Dziennik: 3.08.1998–30.09.1998
Widocznie mniej niż w poprzednich latach uwagę Grabowskiej zaprzątają bieżące wydarzenia z Polski i ze świata – Maria, która dawniej skrupulatnie odnotowywała wszystkie większe zmiany w polityce międzynarodowej, teraz tylko okazjonalnie wspomina o wynikach wyborów czy wydarzeniach na Bliskim Wschodzie lub byłej Jugosławii (wydarzenia w tej ostatniej relacjonuje nieco szerzej). Znacznie więcej uwagi niż w poprzednich zeszytach poświęca sobie i najbliższym. Dużo miejsca zajmują więc opisy stanu zdrowia oraz ducha. Maria, która od wielu lat unikała raczej nadmiernego kontaktu z ludźmi, czuje nagle potrzebę spotkań: „jakieś u mnie rozdwojenie, rozdarcie – bo właściwie samotność w towarzystwie książek, muzyki i coraz mniej telewizji nie jest dla mnie przykra. A jednak czasem tęsknię do rozmowy z ludźmi” (k. 11v). Sporo miejsca poświęca także najważniejszym tematom z czytanych książek, m.in. autorstwa Stanisława Stommy, Françoise Sagan, Jana Pawła II, od czasu do czasu przeplatane dłuższymi cytatami poetyckimi.
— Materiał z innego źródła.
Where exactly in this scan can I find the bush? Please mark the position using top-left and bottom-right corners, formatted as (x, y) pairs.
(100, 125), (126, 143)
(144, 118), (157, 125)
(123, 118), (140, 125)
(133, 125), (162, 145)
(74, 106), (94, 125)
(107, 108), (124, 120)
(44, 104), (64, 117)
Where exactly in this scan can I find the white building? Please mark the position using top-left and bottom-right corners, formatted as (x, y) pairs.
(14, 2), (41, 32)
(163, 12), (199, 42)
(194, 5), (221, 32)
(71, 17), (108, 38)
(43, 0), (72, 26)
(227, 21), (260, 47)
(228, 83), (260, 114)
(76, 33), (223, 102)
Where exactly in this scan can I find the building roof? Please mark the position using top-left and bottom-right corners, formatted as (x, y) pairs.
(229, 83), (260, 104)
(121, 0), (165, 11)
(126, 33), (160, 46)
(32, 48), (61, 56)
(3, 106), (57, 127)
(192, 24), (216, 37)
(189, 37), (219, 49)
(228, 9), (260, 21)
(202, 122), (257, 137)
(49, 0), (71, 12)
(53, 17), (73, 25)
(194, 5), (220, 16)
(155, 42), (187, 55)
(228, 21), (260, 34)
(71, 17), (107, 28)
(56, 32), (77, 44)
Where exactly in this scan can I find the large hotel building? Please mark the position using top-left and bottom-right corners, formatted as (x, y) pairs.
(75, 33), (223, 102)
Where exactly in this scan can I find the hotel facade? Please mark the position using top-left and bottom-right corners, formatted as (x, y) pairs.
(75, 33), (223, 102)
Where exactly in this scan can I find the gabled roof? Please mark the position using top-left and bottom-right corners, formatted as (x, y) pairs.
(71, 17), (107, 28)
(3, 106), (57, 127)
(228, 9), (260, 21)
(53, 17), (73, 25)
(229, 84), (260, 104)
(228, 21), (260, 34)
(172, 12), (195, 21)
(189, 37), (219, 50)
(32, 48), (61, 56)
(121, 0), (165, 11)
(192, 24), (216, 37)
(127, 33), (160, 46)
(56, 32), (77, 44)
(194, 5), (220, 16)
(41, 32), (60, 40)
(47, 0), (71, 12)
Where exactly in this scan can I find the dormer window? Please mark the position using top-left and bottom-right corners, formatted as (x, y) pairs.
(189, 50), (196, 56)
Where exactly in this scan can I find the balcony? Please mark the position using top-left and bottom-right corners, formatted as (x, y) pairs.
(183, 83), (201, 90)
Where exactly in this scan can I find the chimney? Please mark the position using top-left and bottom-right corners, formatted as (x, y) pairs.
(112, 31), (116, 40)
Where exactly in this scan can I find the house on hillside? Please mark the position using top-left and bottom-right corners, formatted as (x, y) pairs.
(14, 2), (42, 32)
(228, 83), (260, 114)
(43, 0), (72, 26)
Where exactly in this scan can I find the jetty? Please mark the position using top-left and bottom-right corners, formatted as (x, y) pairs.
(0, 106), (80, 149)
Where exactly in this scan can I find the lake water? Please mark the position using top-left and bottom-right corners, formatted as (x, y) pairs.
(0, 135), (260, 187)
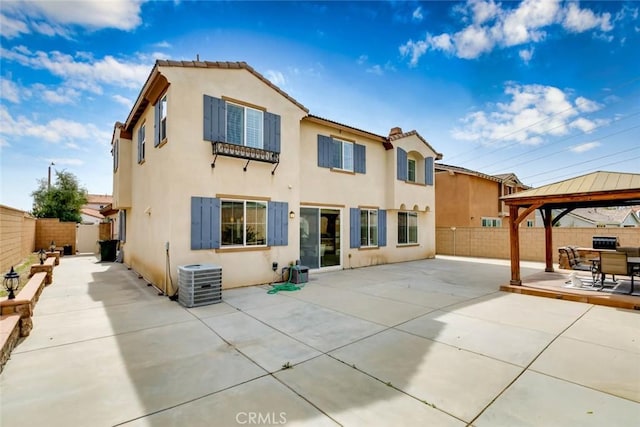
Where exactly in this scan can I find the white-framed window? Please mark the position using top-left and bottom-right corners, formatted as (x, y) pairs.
(138, 123), (147, 163)
(220, 200), (267, 246)
(407, 159), (416, 182)
(360, 209), (378, 247)
(398, 212), (418, 245)
(333, 139), (353, 172)
(159, 95), (167, 142)
(227, 102), (264, 149)
(482, 218), (502, 227)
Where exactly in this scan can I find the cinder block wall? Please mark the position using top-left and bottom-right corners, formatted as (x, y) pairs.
(36, 218), (76, 254)
(436, 227), (640, 262)
(0, 205), (36, 274)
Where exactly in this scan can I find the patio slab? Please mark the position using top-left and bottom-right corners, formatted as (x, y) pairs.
(205, 313), (322, 372)
(531, 337), (640, 402)
(275, 356), (464, 427)
(398, 311), (555, 367)
(473, 371), (640, 427)
(331, 330), (522, 422)
(1, 321), (266, 426)
(123, 377), (339, 427)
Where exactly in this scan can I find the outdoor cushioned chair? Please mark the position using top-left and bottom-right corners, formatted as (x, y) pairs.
(600, 252), (635, 293)
(559, 247), (591, 271)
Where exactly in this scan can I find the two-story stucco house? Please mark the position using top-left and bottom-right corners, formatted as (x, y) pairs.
(435, 163), (535, 227)
(112, 61), (442, 289)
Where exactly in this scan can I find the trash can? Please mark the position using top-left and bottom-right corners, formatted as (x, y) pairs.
(98, 240), (118, 262)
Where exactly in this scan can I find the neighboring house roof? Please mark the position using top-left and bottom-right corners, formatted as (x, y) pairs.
(435, 163), (530, 189)
(80, 208), (104, 219)
(123, 60), (309, 132)
(87, 194), (113, 205)
(567, 207), (636, 225)
(502, 171), (640, 200)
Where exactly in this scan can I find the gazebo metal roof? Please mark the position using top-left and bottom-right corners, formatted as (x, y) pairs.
(501, 171), (640, 285)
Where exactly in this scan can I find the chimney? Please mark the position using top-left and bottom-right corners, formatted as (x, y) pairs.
(389, 126), (402, 137)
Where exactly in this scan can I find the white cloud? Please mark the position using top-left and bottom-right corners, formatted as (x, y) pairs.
(0, 77), (20, 104)
(111, 94), (133, 107)
(264, 70), (286, 87)
(399, 0), (616, 66)
(0, 46), (150, 93)
(570, 142), (600, 153)
(451, 83), (608, 145)
(2, 0), (146, 38)
(562, 3), (613, 33)
(518, 48), (535, 64)
(411, 6), (424, 22)
(0, 105), (111, 143)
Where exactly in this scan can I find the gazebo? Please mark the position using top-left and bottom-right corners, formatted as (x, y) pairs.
(501, 172), (640, 285)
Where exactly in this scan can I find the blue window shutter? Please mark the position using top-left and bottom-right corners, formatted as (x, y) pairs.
(318, 135), (333, 168)
(202, 95), (227, 142)
(267, 202), (289, 246)
(263, 112), (280, 153)
(398, 147), (407, 181)
(424, 157), (433, 185)
(349, 208), (360, 248)
(153, 100), (162, 147)
(138, 126), (142, 163)
(353, 144), (367, 173)
(191, 197), (220, 249)
(378, 210), (387, 246)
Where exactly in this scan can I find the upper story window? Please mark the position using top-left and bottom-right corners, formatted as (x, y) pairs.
(407, 159), (416, 182)
(138, 123), (146, 163)
(112, 139), (120, 172)
(482, 218), (502, 227)
(318, 135), (367, 173)
(227, 103), (264, 148)
(398, 212), (418, 245)
(333, 139), (353, 172)
(160, 95), (167, 141)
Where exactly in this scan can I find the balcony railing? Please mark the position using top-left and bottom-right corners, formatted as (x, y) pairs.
(211, 142), (280, 174)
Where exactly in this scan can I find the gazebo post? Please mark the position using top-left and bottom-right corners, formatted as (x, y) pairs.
(509, 205), (522, 286)
(542, 207), (553, 273)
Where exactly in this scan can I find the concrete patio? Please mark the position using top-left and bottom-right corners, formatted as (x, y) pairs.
(0, 256), (640, 427)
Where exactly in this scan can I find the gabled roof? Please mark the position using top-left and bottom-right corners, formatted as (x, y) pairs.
(389, 130), (442, 160)
(435, 163), (529, 188)
(123, 59), (309, 132)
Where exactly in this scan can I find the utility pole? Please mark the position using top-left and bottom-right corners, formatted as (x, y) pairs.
(47, 162), (55, 190)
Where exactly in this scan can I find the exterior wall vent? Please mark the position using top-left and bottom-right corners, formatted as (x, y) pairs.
(178, 264), (222, 307)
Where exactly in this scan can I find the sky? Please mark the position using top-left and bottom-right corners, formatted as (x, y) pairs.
(0, 0), (640, 211)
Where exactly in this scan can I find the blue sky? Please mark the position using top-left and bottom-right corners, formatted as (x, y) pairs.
(0, 0), (640, 210)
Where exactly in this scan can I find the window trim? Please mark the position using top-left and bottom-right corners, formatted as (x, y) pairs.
(360, 208), (380, 249)
(218, 198), (269, 250)
(397, 211), (419, 246)
(224, 100), (265, 150)
(480, 216), (502, 228)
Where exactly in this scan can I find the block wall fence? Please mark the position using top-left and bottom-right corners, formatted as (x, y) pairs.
(0, 205), (36, 275)
(436, 227), (640, 262)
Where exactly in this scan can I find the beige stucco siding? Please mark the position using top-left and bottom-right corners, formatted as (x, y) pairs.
(125, 67), (304, 287)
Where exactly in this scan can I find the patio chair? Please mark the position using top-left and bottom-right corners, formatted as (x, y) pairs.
(600, 252), (636, 293)
(559, 247), (591, 271)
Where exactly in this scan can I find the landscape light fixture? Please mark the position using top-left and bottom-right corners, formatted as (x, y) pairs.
(2, 267), (20, 299)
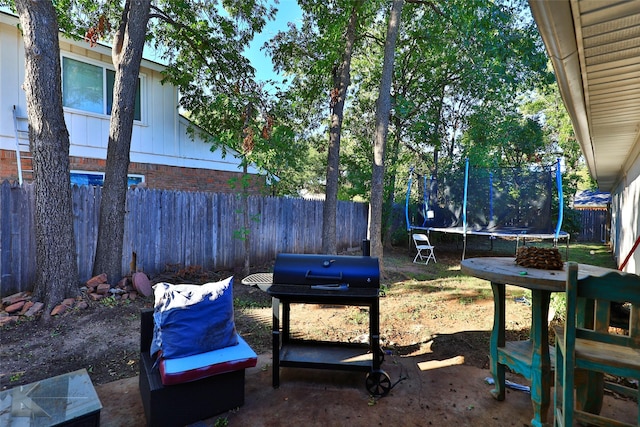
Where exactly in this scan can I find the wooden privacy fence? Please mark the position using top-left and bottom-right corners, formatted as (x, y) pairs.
(578, 209), (610, 243)
(0, 181), (368, 296)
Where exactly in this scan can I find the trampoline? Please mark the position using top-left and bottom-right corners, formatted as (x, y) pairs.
(405, 159), (570, 259)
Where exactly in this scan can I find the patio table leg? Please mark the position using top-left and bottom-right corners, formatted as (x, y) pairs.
(490, 282), (505, 400)
(530, 289), (552, 427)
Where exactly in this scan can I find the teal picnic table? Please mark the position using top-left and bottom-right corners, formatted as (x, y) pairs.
(460, 257), (616, 427)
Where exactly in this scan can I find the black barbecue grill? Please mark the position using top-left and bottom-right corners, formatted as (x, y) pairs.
(266, 254), (391, 396)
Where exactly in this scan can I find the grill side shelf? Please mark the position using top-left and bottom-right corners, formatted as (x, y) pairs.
(280, 340), (373, 372)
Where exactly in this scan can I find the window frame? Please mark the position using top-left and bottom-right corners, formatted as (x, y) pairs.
(69, 169), (145, 187)
(60, 52), (147, 125)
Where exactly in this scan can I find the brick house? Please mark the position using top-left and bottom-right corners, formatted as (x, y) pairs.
(0, 11), (266, 193)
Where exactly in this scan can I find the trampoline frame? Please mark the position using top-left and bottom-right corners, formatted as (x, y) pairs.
(405, 158), (571, 259)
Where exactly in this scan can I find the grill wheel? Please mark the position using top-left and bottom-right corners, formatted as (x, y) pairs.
(365, 370), (391, 397)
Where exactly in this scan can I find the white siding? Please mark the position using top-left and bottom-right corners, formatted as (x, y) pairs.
(0, 13), (256, 173)
(611, 157), (640, 274)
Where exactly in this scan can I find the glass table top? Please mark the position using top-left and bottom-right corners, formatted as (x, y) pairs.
(0, 369), (102, 427)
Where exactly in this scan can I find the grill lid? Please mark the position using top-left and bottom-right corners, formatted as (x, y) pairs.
(273, 254), (380, 289)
Zbliżający się koniec wieku nastraja diarystkę szczególnie mocno do rozważań nad przemianami w sztuce na przestrzeni XX w. – dochodzi do wniosku, że wraz z postępem czasu literatura, muzyka i malarstwo coraz bardziej podupadały, gubiąc się w treści, a nowopowstające dzieła, „jak twory Abakanowicz, wymagają odautorskiego wytłumaczenia, co to jest i co to znaczy” (k. 36r). Postępujący upadek dostrzega ona zresztą nie tylko w sztuce, ale także w społeczeństwie jako takim: „kolejno odchodzą ludzie z pokolenia wychowanych w początkach kończącego się wieku, z mojego pokolenia sprzed »potopu«. Pokolenia wysokiej kultury, umiłowania ojczyzny nie w słowach, lecz w czynach, w postawie uczciwej i odpowiedzialnej, ludzi wykształconych i mądrych. Kończy się epoka” (k. 43r).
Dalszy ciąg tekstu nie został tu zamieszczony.